Le pâturin commun : un défi pour la fauche et le pâturage
J’épie très tôt à la première pousse, donc je ne suis pas bon en foin. J’ai peu de sucre à offrir, surtout en comparaison avec le seigneur Ray-grass, et même avec le sieur Dactyle. Mes racines sont superficielles et fragiles et s’arrachent facilement en projetant de la terre sur le fourrage : je pue beaucoup et les vaches me recrachent en pâture. Je n’ai pas les capacités du cousin le pâturin des prés, lui qui s’accroche si bien à la terre avec ses rhizomes. Après la première coupe, mes stolons s’étalent superficiellement et mes feuilles poussent au ras du sol : oui, je concurrence un peu la levée des pissenlits et rumex, mais je n’ai plus de repousses à offrir au pauvre agriculteur. Qui veut me récolter doit racler le sol à 4 cm de hauteur, au lieu des 8 applicables aux autres graminées bien propres.
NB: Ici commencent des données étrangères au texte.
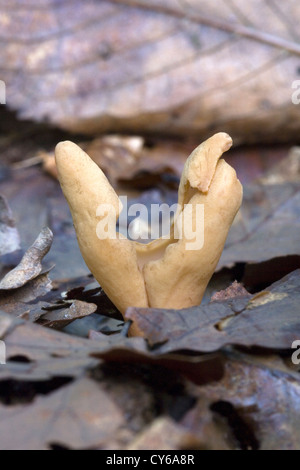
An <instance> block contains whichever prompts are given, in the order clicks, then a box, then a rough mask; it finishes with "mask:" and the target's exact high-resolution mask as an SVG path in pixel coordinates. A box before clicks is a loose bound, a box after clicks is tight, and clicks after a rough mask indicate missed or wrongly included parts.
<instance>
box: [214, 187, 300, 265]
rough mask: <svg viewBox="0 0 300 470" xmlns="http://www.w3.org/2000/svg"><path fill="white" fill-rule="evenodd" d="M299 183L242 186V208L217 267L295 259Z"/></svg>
mask: <svg viewBox="0 0 300 470" xmlns="http://www.w3.org/2000/svg"><path fill="white" fill-rule="evenodd" d="M299 233H300V184H299V182H297V183H295V182H294V183H290V182H285V183H282V184H275V185H274V184H271V185H270V184H259V183H258V184H253V185H251V186H246V187H244V197H243V204H242V207H241V209H240V211H239V213H238V215H237V218H236V220H235V222H234V224H233V226H232V229H231V231H230V232H229V236H228V239H227V242H226V245H225V248H224V251H223V253H222V256H221V259H220V261H219V264H218V269H221V268H222V267H225V266H227V267H232V266H233V265H234V264H236V263H242V262H243V263H249V264H250V263H261V262H263V261H267V260H271V259H273V258H280V257H284V256H292V255H293V256H295V255H296V256H299V255H300V249H299V247H300V244H299Z"/></svg>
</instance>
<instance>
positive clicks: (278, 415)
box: [191, 354, 300, 450]
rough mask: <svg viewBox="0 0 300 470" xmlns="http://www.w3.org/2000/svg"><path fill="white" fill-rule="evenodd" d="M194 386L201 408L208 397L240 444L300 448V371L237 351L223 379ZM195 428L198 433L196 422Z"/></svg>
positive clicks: (295, 449) (212, 405)
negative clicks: (238, 441) (240, 353)
mask: <svg viewBox="0 0 300 470" xmlns="http://www.w3.org/2000/svg"><path fill="white" fill-rule="evenodd" d="M229 357H230V356H229ZM192 389H193V390H192V392H193V394H194V395H197V396H198V397H199V398H200V400H199V405H198V406H200V407H201V410H202V402H203V399H204V400H208V402H209V403H210V408H211V409H212V410H214V411H215V413H216V416H218V417H220V416H223V418H224V419H225V420H226V421H228V423H229V425H230V426H231V427H232V429H233V432H234V434H235V437H236V439H237V440H238V441H239V446H238V447H237V448H242V449H244V450H249V449H254V450H255V449H259V450H299V448H300V444H299V443H300V427H299V423H300V407H299V403H300V381H299V374H296V373H292V372H288V371H287V370H286V371H283V370H280V369H278V368H277V367H272V364H271V362H270V361H269V363H268V366H266V365H264V364H262V363H259V361H255V359H254V360H253V359H252V358H251V357H249V356H248V357H247V356H245V355H242V356H240V355H237V354H233V355H232V359H231V360H230V359H229V360H228V362H227V363H226V373H225V376H224V378H223V379H222V380H221V381H220V382H218V383H214V384H209V385H207V386H205V387H200V388H198V389H196V388H195V387H194V386H193V387H192ZM196 408H197V407H196ZM193 413H194V412H193V411H192V412H191V414H193ZM195 425H196V426H197V423H195ZM191 431H192V432H194V433H195V426H193V427H192V429H191Z"/></svg>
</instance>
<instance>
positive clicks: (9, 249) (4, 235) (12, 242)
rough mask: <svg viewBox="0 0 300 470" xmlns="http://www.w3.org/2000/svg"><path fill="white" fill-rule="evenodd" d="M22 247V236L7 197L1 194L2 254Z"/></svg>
mask: <svg viewBox="0 0 300 470" xmlns="http://www.w3.org/2000/svg"><path fill="white" fill-rule="evenodd" d="M19 248H20V236H19V233H18V230H17V229H16V226H15V221H14V219H13V217H12V212H11V210H10V208H9V206H8V204H7V201H6V199H5V198H4V197H3V196H0V256H3V255H6V254H7V253H12V252H14V251H16V250H18V249H19Z"/></svg>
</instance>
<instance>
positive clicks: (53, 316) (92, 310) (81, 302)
mask: <svg viewBox="0 0 300 470" xmlns="http://www.w3.org/2000/svg"><path fill="white" fill-rule="evenodd" d="M96 310H97V305H95V304H91V303H87V302H82V301H80V300H74V302H73V303H72V304H71V306H70V307H69V308H64V309H59V310H52V311H50V312H47V313H44V314H43V315H42V316H41V317H40V318H39V323H41V324H42V325H43V326H47V327H48V328H55V329H61V328H64V327H65V326H67V325H68V324H69V323H71V322H72V321H74V320H76V319H78V318H84V317H86V316H87V315H90V314H91V313H94V312H95V311H96Z"/></svg>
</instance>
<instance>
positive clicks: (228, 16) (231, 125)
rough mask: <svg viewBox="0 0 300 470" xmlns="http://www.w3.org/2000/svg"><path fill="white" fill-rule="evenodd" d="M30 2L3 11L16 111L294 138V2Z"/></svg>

Quelle peine !
Stratégie de renouvellement de prairie par élimination du pâturin
Je me sacrifie volontiers pour laisser la place aux autres, qui font tout mieux que moi. Je n’aime pas trop la pâture de printemps. Mon coup de grâce ? Je ne résiste pas à deux ou trois passages croisés de herse-étrille en fin d’été, par une chaude journée ensoleillée, sur un sol sec. Si je suis abondant, peut-être faudra-t-il évacuer mes dépouilles. Après cela, les gros espaces dégagés dans la prairie laisseront la place opportune à un sursemis. Ce sera alors le tapis rouge déroulé pour la haute bourgeoisie de la prairie verte : leur seigneurerie Ray-grass et Trèfles, mais aussi dactyle, vulpin ou luzerne. Mais si le sol n’est pas bien couvert, c’est sûr, je reviendrai vous narguer.